Publication Date

Spring 2017

Degree Type

Master's Project

Degree Name

Master of Science (MS)


Computer Science

First Advisor

Sami Khuri

Second Advisor

Thomas Austin

Third Advisor

Philip Heller


Cryptic Splice Sites, Genetic Algorithms, Random Forest based classifier


Proteins are building blocks of the bodies of eukaryotes, and the process of synthesizing proteins from DNA is crucial for the good health of an organism [13]. However, some mutations in the DNA may disrupt the selection of 5’ or 3’ splice sites by a spliceosome. An important research question is whether the disruptions have a stochastic relation to the position of nucleotides in the vicinity of the known authentic and cryptic splice sites. This can be achieved by proving that the authentic and cryptic splice sites are intrinsically different. However, the behavior of the spliceosome is not accurately known. Hence, it is a logical step to model the behavior of the spliceosome using an algorithm that is suitable for modeling unknown functions.

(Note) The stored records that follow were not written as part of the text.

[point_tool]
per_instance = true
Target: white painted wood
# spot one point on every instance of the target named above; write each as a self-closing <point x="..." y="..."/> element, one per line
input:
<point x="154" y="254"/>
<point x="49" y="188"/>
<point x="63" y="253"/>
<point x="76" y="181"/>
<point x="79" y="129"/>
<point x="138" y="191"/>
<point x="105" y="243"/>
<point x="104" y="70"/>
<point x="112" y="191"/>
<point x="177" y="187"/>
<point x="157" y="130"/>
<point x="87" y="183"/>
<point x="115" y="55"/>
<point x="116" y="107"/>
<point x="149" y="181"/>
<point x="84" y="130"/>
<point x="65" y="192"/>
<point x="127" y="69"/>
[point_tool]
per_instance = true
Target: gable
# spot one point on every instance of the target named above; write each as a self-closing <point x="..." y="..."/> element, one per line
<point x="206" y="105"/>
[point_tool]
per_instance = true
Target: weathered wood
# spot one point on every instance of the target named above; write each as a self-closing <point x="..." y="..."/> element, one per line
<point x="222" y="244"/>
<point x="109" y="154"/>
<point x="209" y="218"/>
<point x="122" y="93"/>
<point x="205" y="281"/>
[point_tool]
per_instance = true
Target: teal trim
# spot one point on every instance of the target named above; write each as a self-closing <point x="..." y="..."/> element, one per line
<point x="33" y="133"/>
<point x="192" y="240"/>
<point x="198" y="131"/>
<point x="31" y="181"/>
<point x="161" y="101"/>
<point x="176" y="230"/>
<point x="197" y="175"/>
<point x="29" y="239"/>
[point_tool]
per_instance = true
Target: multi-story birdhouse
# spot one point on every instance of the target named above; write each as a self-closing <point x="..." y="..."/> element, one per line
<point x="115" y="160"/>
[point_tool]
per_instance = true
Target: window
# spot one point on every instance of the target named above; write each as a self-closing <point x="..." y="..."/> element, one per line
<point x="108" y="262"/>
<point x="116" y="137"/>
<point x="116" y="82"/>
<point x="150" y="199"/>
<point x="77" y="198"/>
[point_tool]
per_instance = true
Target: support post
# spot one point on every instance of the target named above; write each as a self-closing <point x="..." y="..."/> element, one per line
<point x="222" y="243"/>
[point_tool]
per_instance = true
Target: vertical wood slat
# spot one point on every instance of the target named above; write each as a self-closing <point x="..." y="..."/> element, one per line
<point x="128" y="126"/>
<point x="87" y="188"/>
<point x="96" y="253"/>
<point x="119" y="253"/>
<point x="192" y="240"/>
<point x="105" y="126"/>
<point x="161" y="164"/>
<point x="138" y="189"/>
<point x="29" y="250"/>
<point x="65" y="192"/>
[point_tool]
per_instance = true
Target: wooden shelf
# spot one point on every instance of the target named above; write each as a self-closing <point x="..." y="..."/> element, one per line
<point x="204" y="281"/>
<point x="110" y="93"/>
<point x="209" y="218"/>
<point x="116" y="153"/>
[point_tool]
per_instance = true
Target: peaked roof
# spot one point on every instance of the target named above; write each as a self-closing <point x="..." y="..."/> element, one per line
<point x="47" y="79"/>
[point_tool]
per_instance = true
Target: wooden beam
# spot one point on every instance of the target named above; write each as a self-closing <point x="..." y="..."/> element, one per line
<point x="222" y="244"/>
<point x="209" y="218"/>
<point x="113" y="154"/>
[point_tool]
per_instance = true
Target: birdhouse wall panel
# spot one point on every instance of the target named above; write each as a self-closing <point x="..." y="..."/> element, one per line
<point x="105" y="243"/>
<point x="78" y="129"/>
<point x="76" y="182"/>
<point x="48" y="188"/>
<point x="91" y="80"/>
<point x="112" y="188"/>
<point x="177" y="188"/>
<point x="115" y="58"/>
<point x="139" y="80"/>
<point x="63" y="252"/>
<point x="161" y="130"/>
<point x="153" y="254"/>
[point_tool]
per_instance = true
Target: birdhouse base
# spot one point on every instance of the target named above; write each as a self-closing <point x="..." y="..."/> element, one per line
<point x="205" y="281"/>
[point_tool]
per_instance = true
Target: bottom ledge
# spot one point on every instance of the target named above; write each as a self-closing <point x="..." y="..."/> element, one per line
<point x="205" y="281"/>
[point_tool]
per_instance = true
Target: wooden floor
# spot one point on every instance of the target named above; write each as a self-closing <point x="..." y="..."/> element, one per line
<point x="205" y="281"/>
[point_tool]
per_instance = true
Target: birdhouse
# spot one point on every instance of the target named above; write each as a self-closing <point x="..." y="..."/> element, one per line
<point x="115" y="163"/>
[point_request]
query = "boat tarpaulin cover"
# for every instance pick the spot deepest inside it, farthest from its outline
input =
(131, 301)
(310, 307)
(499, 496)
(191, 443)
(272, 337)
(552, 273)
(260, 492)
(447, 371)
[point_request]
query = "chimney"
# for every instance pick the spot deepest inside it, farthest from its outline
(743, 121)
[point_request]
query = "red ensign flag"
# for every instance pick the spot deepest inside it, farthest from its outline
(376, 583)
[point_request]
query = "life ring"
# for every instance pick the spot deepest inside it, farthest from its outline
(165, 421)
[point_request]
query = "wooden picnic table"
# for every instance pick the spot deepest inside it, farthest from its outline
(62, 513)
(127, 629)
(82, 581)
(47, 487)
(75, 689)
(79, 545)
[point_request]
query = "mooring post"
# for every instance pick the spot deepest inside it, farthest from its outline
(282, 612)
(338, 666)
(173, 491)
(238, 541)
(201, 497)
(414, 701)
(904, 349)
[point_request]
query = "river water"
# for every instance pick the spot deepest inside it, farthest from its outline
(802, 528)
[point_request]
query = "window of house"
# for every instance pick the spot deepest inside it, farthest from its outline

Genetic Algorithms have played an important role in heuristically optimizing NP-Hard search problems [8]. An exhaustive search on the splice site data search space in order to determine the spliceosome function is an NP-Hard problem. Thus, spliceosome function is modeled as a search problem and a Genetic Algorithms based framework is created to prove the hypothesis.

A Random Forest based classifier is proposed to be used as the scoring function. It reduces the rigidity of the comparison mechanism used to compare authentic and cryptic splice sites.